At the 4.15pm (AEDT) official market close, the benchmark S&P/ASX200 index was down 7.1 points, or 0.14 per cent, to 4925.1, while the broader All Ordinaries index had lost 8.5 points, or 0.17 per cent, to 4982.2.

Today’s negative oil  trade extends the local market’s longest losing streak since mid-2010, sparked by renewed worries about China’s shaky economy and the ruling party’s prospects of managing the country’s economic transition.

The price of oil is falling because of both demand and supply problems.

After a week of Chinese market mayhem and expectations that the country will continue to devalue its currency, traders are betting that China will significantly pull-back on its oil consumption.

In addition, while the OPEC [Organisation of Petroleum Exporting Countries] cartel would normally step in and cut supply to force the price up, the advent of competing shale energy companies has prompted the organisation to keep prices low in an attempt to kill-off those higher cost producers.
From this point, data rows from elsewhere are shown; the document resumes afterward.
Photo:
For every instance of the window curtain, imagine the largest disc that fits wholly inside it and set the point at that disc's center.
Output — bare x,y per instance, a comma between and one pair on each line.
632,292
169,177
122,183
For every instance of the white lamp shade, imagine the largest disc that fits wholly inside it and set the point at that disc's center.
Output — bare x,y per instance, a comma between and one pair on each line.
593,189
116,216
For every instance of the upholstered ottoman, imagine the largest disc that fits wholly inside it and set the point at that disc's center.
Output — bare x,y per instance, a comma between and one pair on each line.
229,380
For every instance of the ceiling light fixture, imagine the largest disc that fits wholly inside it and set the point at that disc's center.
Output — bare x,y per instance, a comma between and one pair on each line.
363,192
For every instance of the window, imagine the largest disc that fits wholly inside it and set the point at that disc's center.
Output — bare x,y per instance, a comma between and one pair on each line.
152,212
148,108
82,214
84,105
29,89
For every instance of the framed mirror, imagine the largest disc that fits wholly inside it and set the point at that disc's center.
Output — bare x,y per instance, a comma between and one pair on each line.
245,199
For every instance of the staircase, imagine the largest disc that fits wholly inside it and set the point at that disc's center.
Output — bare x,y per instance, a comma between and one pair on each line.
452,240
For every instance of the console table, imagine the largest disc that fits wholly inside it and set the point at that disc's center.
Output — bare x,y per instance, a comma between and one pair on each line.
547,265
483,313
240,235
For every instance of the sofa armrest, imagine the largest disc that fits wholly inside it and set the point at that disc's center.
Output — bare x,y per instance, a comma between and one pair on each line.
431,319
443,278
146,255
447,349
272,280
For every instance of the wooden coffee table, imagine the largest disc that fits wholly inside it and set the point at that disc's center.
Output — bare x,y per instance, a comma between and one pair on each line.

“There is a bit of Game of Thrones at play in regards to OPEC at the minute,” said Mr D’Amato.

“There is talk that, you know, it would make sense that they cut production but it is also a political play in the sense that there is talk that hitting or making oil prices fall as much as they can will hit a lot of those emerging producers particularly the shale gas and shale oil producers of the US.”

Mr D’Amato said the key question is how long many of the higher cost producers can stay in business.

“So what we are seeing is a game of attrition whereby eventually someone will have to stop when the music stops and who gets to miss out on the chair,” he said.

“OPEC is in the position whereby they can support lower-cost production rather than the higher-cost US shale assets.”

Oil price bounce nowhere in sight: analysts

Analysts cannot yet see an end in sight to the supply war.

“I think by most estimates the global [over]supply is only going to get worse over the next couple of months into the end of the first quarter,” JP Morgan global market strategist David Stubbs told Bloomberg.

He said lower oil prices will be around for the remainder of 2016.

“I don’t know where it’s going to go for a dollar here or a dollar there, but I don’t see a recovery above say [$US]50 by the end of the year,” Mr Stubbs added.

So will that mean lower prices at the pump for Australian motorists?

Elio D’Amato said the answer is yes, assuming the Australian dollar does not fall too much lower from where it is currently trading against the greenback around 70 US cents.

“I think it’s fair to suggest that there will be, over the coming weeks, an easing in regards to prices for consumers at the pump,” he forecast.

“Ultimately, most of us are oil consumers not oil producers, so a lower oil price should work for the benefit of not only us as consumers but the businesses we invest in.”

News also circulated overnight that Saudi Arabia is considering floating part of its state-owned oil producer, Aramco, a company worth as much as $10 trillion.

The company could be 20 times more valuable than Exxon Mobile and analysts said a privatisation might result in even lower oil prices.